My long-term research goal is to understand which processes are responsible for observed variations of Earth’s atmospheric chemical composition. The chemical composition of the atmosphere directly impacts Earth’s radiative balance and consequently surface warming. It also defines the oxidation capacity of the global troposphere that determines the quality of air where we live and breathe.

I approach this goal mainly from a computational approach by developing novel mathematical models to reconcile new satellite observations with current knowledge. But over the last decade I have also led the development of field experiments using research aircraft and ground-based instruments, and have designed science requirements for new aircraft and satellite instruments.
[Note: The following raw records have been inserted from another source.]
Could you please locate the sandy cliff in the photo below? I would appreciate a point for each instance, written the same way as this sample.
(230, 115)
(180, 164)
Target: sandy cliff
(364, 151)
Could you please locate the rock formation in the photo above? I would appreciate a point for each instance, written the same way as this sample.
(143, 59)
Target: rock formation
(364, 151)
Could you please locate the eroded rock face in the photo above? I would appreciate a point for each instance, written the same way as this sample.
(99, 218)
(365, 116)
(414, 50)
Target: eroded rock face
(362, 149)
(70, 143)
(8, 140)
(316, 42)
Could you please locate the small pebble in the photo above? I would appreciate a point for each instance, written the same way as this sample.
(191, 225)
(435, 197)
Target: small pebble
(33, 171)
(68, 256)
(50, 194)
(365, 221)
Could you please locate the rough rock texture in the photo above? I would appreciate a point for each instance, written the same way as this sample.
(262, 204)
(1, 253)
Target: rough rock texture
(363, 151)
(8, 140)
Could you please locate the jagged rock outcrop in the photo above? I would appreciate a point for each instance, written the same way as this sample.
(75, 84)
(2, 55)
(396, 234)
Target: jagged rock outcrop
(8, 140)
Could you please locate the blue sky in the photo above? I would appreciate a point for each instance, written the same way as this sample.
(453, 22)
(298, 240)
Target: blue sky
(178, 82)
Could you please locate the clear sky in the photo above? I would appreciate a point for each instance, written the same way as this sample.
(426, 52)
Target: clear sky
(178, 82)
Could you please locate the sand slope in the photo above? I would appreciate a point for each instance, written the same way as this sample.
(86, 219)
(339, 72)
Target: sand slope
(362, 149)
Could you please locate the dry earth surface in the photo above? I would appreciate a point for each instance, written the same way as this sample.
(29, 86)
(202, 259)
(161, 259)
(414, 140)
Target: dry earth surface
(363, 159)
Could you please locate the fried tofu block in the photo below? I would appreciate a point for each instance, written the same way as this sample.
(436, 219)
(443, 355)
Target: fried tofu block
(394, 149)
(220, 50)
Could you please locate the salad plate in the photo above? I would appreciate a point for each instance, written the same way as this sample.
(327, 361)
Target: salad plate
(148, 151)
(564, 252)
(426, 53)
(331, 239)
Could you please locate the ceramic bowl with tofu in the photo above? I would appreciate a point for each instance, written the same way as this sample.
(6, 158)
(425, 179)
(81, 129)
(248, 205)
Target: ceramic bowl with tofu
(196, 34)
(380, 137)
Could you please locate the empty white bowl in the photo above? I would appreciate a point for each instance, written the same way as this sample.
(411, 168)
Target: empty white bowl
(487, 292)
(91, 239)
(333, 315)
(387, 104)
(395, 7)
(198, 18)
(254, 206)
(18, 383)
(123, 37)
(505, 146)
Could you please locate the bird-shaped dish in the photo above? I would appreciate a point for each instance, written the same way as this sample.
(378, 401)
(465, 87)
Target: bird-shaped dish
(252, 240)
My current research questions include:

  • How do observed variations of atmospheric CO2 and CH4 respond to changes in climate?
  • What is the importance of different terrestrial processes in driving these atmospheric variations?
  • How can we distinguish between natural and anthropogenic drivers of the observed variations? 
  • What drives observed changes in tropospheric chemistry and how do these affect surface air quality?
  • How can we describe human behaviour in climate models? 

The methods I have developed to study Earth's atmosphere are also relevant to other planetary atmospheres. Through various collaborations I have begun to study the atmospheric chemical composition of Mars and Proxima Centauri b, and to interpret observed variations of brown dwarf light curves in terms of atmospheric features.